Se analiza en esta sentencia del Tribunal Supremo de enero de 2015 un caso muy interesante y que rompe un poco la esencia del contrato de seguro que subyace en la mecánica de la Seguridad Social.

Un señor solicita una pensión de incapacidad permanente al INSS y este se la deniega porque si bien el señor tiene las dolencias que dice tener y que le darían derecho a la pensión, resulta que no tiene cubierto el periodo de carencia de cotizaciones exigido para acceder a la pensión.

¿Qué hace este señor? Suscribe un convenio especial con la TGSS para seguir cotizando y cuando tiene cubierto el periodo de carencia que le exigían, vuelve a pedir la pensión de incapacidad alegando que su situación médica ha empeorado desde que lo reconocieron por primera vez. Como ahora ya sí tiene las cotizaciones necesarias no debería de haber problema.

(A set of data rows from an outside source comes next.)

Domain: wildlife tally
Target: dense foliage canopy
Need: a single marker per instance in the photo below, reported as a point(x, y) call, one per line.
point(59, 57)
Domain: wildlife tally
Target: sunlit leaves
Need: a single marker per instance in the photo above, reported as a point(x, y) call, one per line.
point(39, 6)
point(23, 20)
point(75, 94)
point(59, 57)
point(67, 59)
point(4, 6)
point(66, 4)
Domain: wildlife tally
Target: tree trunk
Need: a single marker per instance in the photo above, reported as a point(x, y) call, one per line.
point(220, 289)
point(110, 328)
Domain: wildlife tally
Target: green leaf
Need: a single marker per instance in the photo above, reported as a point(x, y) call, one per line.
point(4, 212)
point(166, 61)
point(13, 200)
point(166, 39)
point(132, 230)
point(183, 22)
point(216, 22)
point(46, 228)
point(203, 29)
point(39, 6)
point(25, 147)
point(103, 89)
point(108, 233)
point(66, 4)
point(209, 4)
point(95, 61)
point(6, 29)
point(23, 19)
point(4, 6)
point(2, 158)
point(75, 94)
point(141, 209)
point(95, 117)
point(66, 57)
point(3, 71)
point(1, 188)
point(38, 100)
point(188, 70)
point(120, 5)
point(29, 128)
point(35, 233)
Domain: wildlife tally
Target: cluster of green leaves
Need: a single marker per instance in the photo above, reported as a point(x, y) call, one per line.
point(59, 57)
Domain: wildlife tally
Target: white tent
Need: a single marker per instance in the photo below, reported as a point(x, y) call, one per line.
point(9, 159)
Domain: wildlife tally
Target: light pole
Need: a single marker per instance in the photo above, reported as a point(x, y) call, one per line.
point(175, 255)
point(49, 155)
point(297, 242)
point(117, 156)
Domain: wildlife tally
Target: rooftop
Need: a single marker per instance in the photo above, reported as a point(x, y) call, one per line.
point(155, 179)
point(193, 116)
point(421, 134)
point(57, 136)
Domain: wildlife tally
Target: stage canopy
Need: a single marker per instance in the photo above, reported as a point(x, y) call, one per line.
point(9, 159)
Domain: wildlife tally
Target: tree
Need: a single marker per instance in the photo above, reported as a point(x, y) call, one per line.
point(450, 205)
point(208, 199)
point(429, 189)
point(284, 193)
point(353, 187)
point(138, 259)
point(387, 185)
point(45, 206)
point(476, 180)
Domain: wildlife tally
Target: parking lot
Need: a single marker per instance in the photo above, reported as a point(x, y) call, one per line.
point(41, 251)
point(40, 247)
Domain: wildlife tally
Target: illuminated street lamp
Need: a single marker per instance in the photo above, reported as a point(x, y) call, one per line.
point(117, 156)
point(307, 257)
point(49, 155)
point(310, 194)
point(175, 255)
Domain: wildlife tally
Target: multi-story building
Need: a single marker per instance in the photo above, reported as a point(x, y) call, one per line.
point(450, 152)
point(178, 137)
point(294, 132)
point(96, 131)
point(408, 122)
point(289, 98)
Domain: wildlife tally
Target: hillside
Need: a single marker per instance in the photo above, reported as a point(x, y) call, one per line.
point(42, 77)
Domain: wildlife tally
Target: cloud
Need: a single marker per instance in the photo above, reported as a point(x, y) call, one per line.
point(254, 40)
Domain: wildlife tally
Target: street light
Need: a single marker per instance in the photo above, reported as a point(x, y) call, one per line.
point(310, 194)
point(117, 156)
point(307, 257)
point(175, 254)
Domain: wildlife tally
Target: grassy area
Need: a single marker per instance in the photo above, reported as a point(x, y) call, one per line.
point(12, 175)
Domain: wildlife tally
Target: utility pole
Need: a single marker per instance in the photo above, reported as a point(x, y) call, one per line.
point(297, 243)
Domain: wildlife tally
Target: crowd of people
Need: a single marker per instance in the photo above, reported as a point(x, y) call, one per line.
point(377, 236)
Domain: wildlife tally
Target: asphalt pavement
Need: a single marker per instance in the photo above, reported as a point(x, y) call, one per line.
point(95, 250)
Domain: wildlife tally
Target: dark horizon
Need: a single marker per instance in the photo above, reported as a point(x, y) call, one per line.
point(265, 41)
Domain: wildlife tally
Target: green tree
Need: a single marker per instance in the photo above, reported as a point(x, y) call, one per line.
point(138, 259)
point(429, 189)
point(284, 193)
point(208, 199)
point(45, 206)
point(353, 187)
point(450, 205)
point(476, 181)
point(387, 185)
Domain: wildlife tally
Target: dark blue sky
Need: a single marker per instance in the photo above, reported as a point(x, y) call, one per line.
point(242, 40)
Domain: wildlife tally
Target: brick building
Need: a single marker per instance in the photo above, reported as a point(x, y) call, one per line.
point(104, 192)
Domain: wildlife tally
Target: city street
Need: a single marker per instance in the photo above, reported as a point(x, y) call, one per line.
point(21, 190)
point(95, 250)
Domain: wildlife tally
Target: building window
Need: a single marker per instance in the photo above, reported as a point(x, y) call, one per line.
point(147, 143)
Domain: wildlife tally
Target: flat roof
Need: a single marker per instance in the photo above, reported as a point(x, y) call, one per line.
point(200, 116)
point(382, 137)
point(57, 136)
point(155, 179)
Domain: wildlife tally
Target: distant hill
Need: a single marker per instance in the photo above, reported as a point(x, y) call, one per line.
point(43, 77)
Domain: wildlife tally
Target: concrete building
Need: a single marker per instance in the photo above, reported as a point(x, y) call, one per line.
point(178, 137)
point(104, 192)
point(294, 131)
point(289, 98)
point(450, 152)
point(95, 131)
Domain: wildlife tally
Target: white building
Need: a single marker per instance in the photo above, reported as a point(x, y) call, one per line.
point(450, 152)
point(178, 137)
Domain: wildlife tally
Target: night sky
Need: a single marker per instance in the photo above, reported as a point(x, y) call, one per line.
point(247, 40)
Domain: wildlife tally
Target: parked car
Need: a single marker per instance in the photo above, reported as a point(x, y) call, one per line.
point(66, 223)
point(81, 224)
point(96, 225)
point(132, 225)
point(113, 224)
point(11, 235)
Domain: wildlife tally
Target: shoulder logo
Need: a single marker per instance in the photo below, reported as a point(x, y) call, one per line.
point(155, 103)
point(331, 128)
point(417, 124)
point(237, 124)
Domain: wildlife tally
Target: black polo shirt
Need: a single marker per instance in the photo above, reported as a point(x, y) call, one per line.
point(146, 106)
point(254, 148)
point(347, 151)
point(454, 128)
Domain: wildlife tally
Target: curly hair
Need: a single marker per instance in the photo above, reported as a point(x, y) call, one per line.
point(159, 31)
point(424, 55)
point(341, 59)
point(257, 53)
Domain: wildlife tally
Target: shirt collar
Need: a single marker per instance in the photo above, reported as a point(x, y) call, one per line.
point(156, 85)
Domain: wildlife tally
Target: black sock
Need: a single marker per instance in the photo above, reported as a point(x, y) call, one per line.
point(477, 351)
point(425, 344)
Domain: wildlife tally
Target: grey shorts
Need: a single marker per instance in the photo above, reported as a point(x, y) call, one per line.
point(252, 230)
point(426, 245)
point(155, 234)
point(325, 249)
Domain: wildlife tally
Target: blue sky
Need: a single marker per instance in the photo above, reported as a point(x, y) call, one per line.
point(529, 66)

El INSS se niega a darle la incapacidad alegando que el señor ya tenía esas dolencias cuando no reunía el periodo de carencia y que ahora lo que ha hecho es cotizar para “comprar” la pensión y que en un contrato de seguro el siniestro no se ha debido de materializar ya cuando se paga la prima (en este caso cotizaciones).

El Supremo matiza un poco esa cuestión y le da la razón al contribuyente, alegando que la Seguridad social no es una compañía de seguros strictu sensu y que además el hombre tenía una situación peor cuando pidió de nuevo la prestación.